Painting of a flower field by Julia S. Powell
"Flower Field Series (Russet Palette)," oil on canvas, by Julia S. Powell

As her work matured, she developed relationships with a few galleries and began to sell her work, but she also focused intently on a then-new social media platform: Instagram. She spent 25 hours a week or more on the platform, carefully curating her online presence, posting only quality photographs of her best work, omitting anything extraneous.

Powell now has 143,000 followers, a brisk source of income and a couple of other benefits: Instagram aids her productivity and thrusts her work before an online community of judges — appreciators, not art critics.

“My Instagram followers are kind, they’re not slamming my paintings,” Powell said. “I really appreciate that.”

Powell seems at ease with her social media footprint as she continues to “find herself” as a working artist who seeks to bring tranquility to inner and outer lives that can be chaotic and uncertain.

“I did not want to shock people with my art. I wanted to bring a sense of calm and happiness,” Powell said, adding that she hopes her work brings a sense of tranquility and joy even in the midst of political turmoil and the COVID-19 pandemic.

But getting to this point, personally and professionally, has taken plenty of work. She said it’s important that visual artists treat their work as any other job. Exhibit discipline and effective work habits. “I don’t wait for the spirit to move me,” she said, adding that she spends about 50 to 60 hours a week just painting and about five hours a week on Instagram, posting and marketing her art. (She has an assistant helping with logistics now, so she was able to drop her 25-hour-a-week Instagram investment considerably.)

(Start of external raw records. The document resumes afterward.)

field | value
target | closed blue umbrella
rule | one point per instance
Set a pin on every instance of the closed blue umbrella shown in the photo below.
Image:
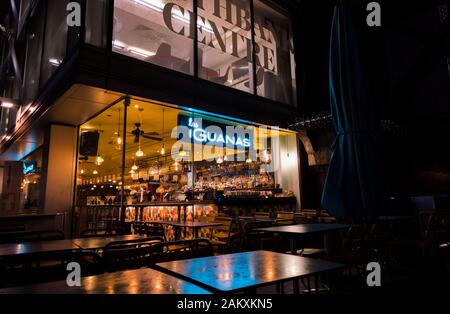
(350, 186)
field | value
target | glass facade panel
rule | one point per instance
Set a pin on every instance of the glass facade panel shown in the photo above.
(225, 43)
(275, 66)
(96, 22)
(99, 178)
(156, 31)
(55, 44)
(34, 37)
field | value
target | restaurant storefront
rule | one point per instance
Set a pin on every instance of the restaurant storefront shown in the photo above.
(153, 110)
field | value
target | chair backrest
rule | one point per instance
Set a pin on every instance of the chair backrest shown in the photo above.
(206, 218)
(290, 216)
(131, 254)
(300, 218)
(31, 236)
(154, 230)
(12, 227)
(35, 268)
(185, 249)
(89, 233)
(226, 224)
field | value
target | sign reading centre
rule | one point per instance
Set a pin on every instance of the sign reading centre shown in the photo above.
(205, 132)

Zoom screenshot of Julia Powell and Amy Deines
Julia S. Powell (left) and our College of Art and Design Dean Amy Green Deines speak during the April 14 virtual Strauch-Mosse Visiting Artist Lecture.

Also, she credited her training as an attorney for making sure her hours are as profitable as they are productive, even though she dramatically transformed her career.

“I don’t know if I’ll paint professionally for the rest of my life because people have to buy my art for that to happen, and I can’t predict that,” Powell said. However, she urged others in the audience who might be at a career crossroads, or who are questioning whether they’re in the right place in life, to take a chance on themselves.

“If you want to change course in your life now, you can,” Powell said. “You can reinvent yourself without having to suffer through the regret or not having found yourself earlier.”

And don’t be afraid of failures.

“They’re all layers of you,” Powell said. “Even if right now you’re not where you want to be, just think of them as building blocks to getting you where you want to be.”